Medicine accounts for 67 per cent of Indians' healthcare expenditure. Other health-related expenses for an ordinary Indian include doctor's fees, hospitalisation, laboratory testing, injectables, vitamin supplements, and other over-the-counter medicines purchased at public and private health institutions and pharmacies. Despite the government's implementation of many public health initiatives, this remains the case. According to the Economic Survey, India has one of the highest levels of Out-of-Pocket Expenditures (OOPE), which contributes directly to the high prevalence of catastrophic expenditures and poverty.
Long-term care concerns may also be overlooked by physicians until they are so near to retirement that insurance premiums make acquiring coverage prohibitively expensive.
Inadequate asset protection papers
While many doctors are commended for managing and protecting essential papers in their offices, they are not necessarily recognised for being as diligent with their private asset protection documentation. While you are living, important papers include financial powers of attorney and medical directives, as well as your intentions for your estate once you die.
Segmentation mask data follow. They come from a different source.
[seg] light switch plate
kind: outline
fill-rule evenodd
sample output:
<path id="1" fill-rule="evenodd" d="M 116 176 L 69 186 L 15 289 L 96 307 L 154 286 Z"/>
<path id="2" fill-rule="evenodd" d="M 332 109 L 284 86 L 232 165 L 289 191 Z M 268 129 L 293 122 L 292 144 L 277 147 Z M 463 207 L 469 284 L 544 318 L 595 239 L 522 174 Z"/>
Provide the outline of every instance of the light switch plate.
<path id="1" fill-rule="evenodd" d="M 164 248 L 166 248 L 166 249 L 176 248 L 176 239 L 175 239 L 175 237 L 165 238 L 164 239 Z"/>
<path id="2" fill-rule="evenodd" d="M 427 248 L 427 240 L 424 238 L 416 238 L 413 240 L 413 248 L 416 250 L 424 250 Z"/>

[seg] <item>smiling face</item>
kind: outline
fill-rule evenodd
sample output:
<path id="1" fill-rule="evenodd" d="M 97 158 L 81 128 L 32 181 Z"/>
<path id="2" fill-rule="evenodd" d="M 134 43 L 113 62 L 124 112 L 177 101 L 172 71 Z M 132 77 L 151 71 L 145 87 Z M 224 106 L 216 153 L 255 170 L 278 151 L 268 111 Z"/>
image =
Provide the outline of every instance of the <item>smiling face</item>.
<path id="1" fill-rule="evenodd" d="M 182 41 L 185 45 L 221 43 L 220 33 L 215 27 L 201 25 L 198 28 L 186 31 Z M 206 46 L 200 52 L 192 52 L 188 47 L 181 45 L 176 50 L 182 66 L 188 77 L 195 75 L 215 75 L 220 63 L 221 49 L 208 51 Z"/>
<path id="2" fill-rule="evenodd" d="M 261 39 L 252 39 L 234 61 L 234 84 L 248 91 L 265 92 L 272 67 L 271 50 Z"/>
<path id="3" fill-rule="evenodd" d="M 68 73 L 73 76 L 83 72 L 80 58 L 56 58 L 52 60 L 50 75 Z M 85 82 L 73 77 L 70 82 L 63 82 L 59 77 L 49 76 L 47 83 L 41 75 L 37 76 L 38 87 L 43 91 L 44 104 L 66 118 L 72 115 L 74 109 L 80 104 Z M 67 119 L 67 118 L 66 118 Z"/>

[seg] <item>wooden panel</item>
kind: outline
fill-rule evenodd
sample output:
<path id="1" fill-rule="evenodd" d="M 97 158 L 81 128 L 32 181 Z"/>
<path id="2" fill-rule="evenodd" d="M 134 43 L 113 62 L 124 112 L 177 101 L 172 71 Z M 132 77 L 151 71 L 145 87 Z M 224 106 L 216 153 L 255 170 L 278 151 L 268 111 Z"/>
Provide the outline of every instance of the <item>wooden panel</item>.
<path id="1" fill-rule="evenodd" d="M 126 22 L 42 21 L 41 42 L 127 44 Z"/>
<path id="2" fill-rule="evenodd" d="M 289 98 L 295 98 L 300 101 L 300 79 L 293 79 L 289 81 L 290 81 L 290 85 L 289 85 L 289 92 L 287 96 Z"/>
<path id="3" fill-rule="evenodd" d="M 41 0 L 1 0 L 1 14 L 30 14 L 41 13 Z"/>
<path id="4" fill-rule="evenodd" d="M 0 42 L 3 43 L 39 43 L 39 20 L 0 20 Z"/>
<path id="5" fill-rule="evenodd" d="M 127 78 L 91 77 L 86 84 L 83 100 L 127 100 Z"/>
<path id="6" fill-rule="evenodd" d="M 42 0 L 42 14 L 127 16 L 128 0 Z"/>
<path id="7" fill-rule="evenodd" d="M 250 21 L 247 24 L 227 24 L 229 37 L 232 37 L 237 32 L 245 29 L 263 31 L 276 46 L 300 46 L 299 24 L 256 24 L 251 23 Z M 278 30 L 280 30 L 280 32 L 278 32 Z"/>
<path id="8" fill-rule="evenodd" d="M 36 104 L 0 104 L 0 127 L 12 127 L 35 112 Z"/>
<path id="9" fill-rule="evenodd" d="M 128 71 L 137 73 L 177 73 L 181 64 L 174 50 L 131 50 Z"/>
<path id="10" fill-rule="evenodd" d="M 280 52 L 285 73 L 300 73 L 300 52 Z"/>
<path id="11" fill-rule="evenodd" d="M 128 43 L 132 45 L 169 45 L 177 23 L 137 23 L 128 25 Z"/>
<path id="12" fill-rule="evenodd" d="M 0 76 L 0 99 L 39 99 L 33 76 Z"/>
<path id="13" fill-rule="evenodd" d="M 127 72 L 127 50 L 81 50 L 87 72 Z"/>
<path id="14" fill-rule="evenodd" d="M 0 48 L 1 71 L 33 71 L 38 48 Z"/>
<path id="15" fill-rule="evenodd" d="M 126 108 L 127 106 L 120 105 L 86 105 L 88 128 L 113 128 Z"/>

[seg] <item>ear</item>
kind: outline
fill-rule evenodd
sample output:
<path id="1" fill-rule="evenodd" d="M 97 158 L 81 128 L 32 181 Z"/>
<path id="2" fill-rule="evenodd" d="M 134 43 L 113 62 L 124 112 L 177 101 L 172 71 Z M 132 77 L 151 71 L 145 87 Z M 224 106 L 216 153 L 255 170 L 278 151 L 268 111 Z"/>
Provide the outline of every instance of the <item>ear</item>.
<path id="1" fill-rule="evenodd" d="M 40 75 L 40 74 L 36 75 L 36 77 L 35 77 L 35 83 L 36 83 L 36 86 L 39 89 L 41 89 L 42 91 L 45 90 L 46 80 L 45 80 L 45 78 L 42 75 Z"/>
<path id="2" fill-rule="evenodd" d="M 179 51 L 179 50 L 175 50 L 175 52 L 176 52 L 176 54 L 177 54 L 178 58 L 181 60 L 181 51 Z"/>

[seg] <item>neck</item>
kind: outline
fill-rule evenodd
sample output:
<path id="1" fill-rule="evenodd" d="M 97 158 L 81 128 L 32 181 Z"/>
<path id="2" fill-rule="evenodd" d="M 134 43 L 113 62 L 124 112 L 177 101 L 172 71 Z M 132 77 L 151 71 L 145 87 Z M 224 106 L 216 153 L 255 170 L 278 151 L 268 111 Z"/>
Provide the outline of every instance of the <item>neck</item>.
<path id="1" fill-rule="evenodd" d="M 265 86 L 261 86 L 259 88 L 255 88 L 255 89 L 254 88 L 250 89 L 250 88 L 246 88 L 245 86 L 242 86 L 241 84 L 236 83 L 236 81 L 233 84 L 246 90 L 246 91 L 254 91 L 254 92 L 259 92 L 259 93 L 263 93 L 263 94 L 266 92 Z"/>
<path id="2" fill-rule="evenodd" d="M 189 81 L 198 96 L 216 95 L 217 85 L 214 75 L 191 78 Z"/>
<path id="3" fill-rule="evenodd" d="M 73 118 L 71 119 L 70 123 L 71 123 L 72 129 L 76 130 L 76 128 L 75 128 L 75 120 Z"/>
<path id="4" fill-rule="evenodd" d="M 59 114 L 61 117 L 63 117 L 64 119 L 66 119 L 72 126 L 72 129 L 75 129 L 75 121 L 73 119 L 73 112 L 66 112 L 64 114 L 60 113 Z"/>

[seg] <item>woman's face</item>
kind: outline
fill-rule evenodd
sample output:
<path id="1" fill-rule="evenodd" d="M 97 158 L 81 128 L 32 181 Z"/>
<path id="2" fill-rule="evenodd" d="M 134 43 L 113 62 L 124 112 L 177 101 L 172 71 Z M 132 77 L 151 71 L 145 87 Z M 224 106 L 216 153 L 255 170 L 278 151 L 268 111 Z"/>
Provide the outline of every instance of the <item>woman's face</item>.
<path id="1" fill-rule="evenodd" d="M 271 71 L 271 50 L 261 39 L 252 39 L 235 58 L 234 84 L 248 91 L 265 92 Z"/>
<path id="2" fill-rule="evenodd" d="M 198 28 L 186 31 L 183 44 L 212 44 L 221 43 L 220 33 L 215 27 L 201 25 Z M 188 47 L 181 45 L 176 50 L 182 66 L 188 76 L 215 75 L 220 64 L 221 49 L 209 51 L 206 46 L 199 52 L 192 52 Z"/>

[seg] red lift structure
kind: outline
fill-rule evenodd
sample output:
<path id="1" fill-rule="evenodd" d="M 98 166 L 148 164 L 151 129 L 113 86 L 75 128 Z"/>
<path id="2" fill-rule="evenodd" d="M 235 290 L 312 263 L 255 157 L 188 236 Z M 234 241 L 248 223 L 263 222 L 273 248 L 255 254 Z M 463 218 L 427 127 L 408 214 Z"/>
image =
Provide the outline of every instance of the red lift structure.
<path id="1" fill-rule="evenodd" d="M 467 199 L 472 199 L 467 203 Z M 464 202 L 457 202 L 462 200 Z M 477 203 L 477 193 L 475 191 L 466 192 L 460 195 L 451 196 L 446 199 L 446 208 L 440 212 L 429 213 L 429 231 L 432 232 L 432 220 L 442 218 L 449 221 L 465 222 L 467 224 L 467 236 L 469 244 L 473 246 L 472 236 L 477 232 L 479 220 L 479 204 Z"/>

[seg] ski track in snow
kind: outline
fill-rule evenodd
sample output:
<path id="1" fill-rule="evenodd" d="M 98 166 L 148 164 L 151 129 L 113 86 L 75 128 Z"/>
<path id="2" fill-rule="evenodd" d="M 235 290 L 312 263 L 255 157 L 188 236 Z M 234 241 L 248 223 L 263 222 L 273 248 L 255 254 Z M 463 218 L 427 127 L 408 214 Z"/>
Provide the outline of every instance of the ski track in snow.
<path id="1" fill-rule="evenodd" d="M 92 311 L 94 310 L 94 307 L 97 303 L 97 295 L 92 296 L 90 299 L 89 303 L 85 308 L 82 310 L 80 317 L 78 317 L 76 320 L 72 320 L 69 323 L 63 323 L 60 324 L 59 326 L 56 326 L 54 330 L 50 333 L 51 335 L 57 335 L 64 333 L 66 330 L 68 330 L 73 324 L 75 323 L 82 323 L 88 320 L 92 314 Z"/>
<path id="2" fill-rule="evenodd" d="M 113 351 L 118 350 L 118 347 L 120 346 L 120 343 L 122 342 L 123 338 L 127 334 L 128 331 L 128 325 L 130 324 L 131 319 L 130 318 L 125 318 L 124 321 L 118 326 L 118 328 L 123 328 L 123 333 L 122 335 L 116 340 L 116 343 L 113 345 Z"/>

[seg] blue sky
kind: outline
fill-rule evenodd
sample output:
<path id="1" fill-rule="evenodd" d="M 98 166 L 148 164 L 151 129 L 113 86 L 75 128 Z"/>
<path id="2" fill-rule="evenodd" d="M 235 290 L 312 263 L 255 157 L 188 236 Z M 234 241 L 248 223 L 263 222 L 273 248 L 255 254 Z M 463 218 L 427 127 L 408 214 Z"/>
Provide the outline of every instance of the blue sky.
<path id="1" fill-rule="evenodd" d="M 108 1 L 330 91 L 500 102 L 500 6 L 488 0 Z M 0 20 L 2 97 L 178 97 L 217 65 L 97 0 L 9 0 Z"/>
Without the appropriate papers, your family may be forced to make difficult medical choices on your behalf, endure a long probate procedure, and pay expensive legal fees—all of which may be detrimental to their monetary well-being.
Working without the assistance of a financial planner
The choice to save for retirement is among the most significant and hardest financial choices we will ever make. And, as retirement durations lengthen in tandem with growing life expectancies, collecting sufficient means to outlast your assets becomes more difficult. And fitting all of the parts together is a difficult task. Most doctors just do not have the time to put up a credible retirement plan on their own. They don't have time to understand the pros and cons of saving choices and tax-saving techniques or to keep track of their portfolios to make sure they're on pace to achieve their objectives. What's the end result? Physicians will either put off preparing or arrive at their desired retirement date unprepared.
Finding a trustworthy adviser who can guide you, not just financially, but also personally, is the solution.
Whether you're just getting started in medicine or have been practising for years, one thing is certain: you don't want to work indefinitely. Regardless of how much you like practising medicine, there may come a moment when you want to depart the hospital and enjoy more family time. Regrettably, since so many doctors struggle with saving for retirement, they are compelled to work further than they would want to in order to earn enough money to live comfortably during their retirement years.
This article was originally published on 17 September 2021.
Disclaimer- The views and opinions expressed in this article are those of the author's and do not necessarily reflect the official policy or position of M3 India.
The author is a practising super specialist from New Delhi.